A test chip containing two versions of a 16-bit pipelined ripple-carry adder was fabricated in 130-nm CMOS bulk technology. Proposed version was realized with the new method and a reference was realized with conventional techniques for comparison. The conventional implementation used static CMOS logic and TSPC registers.
A logic analyzer was used to validate the functionality of the adders. The maximum operating frequencies were 450 and 375 MHz of the proposed and conventional adder, respectively. Both implementations are working on a power supply voltage of 1.2 V.

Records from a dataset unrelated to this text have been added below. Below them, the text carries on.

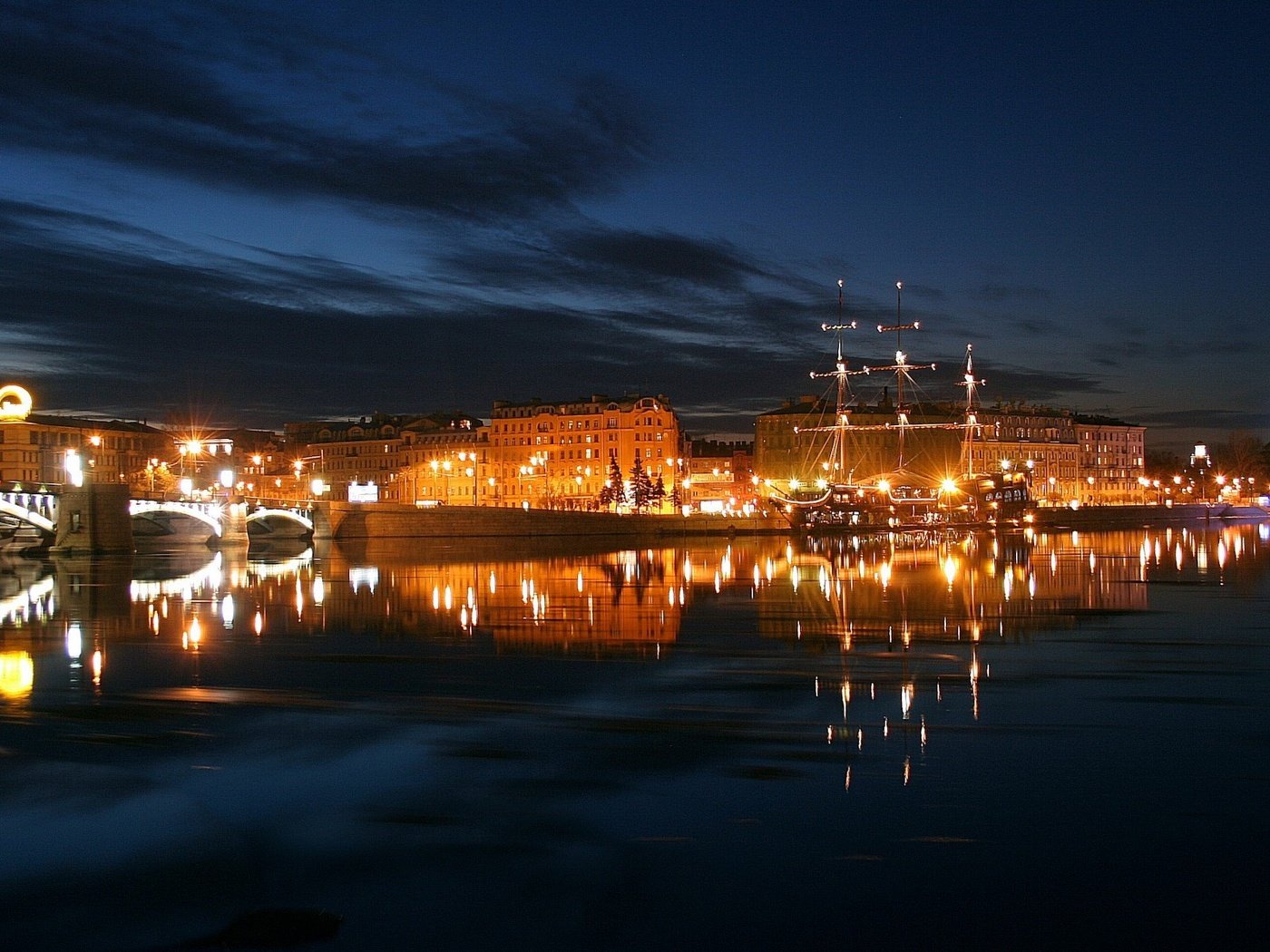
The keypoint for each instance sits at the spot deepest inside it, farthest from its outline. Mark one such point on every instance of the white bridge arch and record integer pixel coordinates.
(262, 513)
(209, 513)
(27, 514)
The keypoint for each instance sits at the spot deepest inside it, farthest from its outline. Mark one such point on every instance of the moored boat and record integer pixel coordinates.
(901, 495)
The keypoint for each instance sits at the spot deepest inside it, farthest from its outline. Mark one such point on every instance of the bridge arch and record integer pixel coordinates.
(211, 518)
(288, 516)
(24, 514)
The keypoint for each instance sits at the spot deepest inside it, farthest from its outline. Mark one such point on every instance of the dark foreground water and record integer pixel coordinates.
(1050, 742)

For comparison of switching noise, the adders were tested in the range of 0 to 290 MHz using a clock frequency of 300 MHz. The major on-chip source of noise is the output buffers, which were disabled during the noise measurements. The largest frequency components of the substrate noise were observed when the adder circuits were tested with a sinusoidal input. In this major case, which limits the performance, the largest frequency components of the proposed adder circuit were 8.5 dB/Hz lower compared with the conventional circuit. In another nonlimiting case, the adders were tested with pseudo-random inputs, which reduced the largest frequency component of the proposed adder with 1.8 dB/Hz compared with the sinusoidal case. For the conventional adder, the largest frequency component was correspondingly decreased with 4.8 dB/Hz, resulting in a net figure of 5.5 dB/Hz to the advantage of the proposed adder. We conclude that the new technique works as expected in spectral terms, however the level of noise is not as good as indicated in a prestudy. The main costs of the proposed adder circuit are three times higher power consumption and 35% increase in area compared with the conventional adder circuit.